- Born: Bombay (now Mumbai)
- Education: (BTech) IIT Bombay (PhD) Stanford University
- Known for: SimHash algorithm
- Awards: Paris Kanellakis Award
- Scientific career
- Fields: approximation algorithms streaming algorithms metric embeddings
- Institutions: Stanford University (2015-Present) Princeton University (2001-2015)
- Doctoral advisor: Rajeev Motwani

= Moses Charikar =

Indian-American computer scientist

Moses Samson Charikar is an Indian-American computer scientist who works as a professor at Stanford University. He was previously a professor at Princeton University. The topics of his research include approximation algorithms, streaming algorithms, and metric embeddings. He is known for the creation of the SimHash algorithm used by Google for near duplicate detection.

Charikar was born in Bombay, India, and competed for India at the 1990 and 1991 International Mathematical Olympiads, winning bronze and silver medals respectively.
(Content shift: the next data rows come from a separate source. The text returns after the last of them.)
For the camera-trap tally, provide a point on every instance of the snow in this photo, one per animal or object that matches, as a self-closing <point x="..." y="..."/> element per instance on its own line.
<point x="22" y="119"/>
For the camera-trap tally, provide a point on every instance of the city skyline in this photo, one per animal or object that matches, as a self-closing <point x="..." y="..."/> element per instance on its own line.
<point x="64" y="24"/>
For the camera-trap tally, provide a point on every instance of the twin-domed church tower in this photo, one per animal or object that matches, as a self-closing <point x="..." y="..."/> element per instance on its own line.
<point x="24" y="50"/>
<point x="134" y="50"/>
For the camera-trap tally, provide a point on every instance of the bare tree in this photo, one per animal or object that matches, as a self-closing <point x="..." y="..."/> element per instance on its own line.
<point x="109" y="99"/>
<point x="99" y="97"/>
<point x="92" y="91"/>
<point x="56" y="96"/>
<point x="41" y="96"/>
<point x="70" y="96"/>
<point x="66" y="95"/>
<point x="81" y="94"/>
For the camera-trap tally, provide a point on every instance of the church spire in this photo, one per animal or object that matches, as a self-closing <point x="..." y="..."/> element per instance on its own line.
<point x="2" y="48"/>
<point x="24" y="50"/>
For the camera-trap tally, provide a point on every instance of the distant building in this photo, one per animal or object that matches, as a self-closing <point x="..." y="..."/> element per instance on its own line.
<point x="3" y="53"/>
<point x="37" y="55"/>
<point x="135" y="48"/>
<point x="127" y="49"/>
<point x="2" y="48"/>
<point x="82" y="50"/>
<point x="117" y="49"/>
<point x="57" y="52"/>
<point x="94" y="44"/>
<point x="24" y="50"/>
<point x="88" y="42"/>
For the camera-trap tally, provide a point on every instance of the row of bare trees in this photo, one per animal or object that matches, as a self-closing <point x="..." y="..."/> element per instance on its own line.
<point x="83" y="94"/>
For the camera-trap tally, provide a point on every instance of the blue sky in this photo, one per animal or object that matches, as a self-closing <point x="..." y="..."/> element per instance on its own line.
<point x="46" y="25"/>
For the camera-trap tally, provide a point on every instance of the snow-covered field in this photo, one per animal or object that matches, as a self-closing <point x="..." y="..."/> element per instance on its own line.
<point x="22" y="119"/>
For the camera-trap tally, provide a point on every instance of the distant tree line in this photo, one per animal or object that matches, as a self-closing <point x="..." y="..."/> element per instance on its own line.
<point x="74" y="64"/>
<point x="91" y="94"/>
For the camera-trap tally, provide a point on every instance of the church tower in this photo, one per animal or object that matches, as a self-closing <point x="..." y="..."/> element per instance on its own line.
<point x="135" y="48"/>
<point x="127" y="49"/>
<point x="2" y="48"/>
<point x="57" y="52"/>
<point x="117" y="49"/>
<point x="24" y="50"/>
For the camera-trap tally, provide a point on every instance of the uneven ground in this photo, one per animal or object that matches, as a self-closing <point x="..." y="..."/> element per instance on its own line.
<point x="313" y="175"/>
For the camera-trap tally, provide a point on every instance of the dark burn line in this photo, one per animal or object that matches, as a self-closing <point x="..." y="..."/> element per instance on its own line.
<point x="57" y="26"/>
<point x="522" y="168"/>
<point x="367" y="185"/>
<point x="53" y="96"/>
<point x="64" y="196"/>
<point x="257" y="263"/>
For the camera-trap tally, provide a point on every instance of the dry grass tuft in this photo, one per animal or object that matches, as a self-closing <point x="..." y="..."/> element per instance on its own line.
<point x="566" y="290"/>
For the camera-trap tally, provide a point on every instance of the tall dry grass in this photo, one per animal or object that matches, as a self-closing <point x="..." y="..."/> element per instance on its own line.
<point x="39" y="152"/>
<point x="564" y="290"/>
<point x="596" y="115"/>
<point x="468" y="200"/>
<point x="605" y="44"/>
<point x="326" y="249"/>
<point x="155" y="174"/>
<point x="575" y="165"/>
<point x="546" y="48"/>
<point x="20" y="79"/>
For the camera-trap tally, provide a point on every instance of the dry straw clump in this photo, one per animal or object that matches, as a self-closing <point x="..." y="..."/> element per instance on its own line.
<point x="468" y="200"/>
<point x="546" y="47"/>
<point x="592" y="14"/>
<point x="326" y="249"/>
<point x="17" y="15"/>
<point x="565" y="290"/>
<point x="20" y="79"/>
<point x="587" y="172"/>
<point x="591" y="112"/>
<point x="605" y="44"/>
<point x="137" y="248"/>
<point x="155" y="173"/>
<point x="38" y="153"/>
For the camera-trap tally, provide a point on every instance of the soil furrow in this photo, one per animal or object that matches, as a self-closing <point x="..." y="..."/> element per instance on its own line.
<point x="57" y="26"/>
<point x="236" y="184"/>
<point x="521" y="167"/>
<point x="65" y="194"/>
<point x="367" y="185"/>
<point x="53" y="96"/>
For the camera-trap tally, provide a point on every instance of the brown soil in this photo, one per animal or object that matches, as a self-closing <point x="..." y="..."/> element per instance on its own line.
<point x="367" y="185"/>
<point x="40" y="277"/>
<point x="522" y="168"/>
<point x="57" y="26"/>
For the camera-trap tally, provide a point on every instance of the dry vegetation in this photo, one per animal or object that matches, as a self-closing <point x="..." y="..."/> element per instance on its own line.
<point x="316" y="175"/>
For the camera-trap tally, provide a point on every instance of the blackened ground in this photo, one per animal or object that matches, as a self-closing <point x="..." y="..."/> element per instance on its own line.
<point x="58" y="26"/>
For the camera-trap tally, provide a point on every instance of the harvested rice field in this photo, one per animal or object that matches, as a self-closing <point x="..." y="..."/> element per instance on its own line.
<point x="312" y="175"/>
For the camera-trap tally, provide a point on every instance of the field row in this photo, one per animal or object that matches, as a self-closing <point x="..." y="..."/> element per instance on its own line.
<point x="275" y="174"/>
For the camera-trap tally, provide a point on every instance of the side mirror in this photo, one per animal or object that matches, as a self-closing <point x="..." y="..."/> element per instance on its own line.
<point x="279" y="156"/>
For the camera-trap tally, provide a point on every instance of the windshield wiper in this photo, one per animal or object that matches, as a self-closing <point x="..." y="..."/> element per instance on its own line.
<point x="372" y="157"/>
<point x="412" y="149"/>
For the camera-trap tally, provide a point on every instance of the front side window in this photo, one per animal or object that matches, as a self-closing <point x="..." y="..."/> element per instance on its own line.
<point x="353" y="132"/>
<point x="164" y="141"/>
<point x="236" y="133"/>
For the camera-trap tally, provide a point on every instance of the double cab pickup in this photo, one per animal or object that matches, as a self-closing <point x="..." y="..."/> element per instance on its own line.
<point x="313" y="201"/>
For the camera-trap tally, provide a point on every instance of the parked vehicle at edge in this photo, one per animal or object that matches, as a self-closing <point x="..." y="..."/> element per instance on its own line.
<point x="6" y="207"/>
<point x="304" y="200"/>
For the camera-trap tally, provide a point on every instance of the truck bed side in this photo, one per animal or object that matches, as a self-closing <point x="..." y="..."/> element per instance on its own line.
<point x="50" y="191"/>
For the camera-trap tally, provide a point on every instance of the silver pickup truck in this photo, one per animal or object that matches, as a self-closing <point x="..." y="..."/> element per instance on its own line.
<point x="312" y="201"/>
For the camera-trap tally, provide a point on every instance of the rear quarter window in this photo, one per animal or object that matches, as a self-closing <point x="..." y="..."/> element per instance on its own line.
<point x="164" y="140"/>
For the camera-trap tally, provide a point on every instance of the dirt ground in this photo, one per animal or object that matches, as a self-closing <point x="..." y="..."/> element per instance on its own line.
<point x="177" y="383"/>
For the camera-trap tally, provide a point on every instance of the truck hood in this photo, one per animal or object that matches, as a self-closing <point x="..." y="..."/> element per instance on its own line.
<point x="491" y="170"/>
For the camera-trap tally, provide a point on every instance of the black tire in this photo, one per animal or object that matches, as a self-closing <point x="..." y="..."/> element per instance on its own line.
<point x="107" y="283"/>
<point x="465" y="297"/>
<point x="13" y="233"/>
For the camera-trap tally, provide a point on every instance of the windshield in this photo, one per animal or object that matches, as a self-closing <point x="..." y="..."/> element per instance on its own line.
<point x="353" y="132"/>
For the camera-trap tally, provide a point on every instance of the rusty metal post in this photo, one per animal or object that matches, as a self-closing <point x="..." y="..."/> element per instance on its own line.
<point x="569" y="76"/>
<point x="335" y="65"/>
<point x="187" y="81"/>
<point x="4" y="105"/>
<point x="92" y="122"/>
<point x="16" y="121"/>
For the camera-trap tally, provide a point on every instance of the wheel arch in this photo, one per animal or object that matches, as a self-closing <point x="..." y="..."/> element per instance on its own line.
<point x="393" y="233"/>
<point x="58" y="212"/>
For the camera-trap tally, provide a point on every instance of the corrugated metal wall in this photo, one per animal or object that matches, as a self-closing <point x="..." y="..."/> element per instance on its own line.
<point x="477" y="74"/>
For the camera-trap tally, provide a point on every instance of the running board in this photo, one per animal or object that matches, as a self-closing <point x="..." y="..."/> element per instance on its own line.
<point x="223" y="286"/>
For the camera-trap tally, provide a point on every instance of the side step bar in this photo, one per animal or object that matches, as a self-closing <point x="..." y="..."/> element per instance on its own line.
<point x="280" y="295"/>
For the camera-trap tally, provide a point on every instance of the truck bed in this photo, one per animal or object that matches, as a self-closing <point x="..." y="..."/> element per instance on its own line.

He did his undergraduate studies at the Indian Institute of Technology Bombay. In 2000 he completed a doctorate from Stanford University, under the supervision of Rajeev Motwani; he joined the Princeton faculty in 2001.

In 2012 he was awarded the Paris Kanellakis Award along with Andrei Broder and Piotr Indyk for their research on locality-sensitive hashing.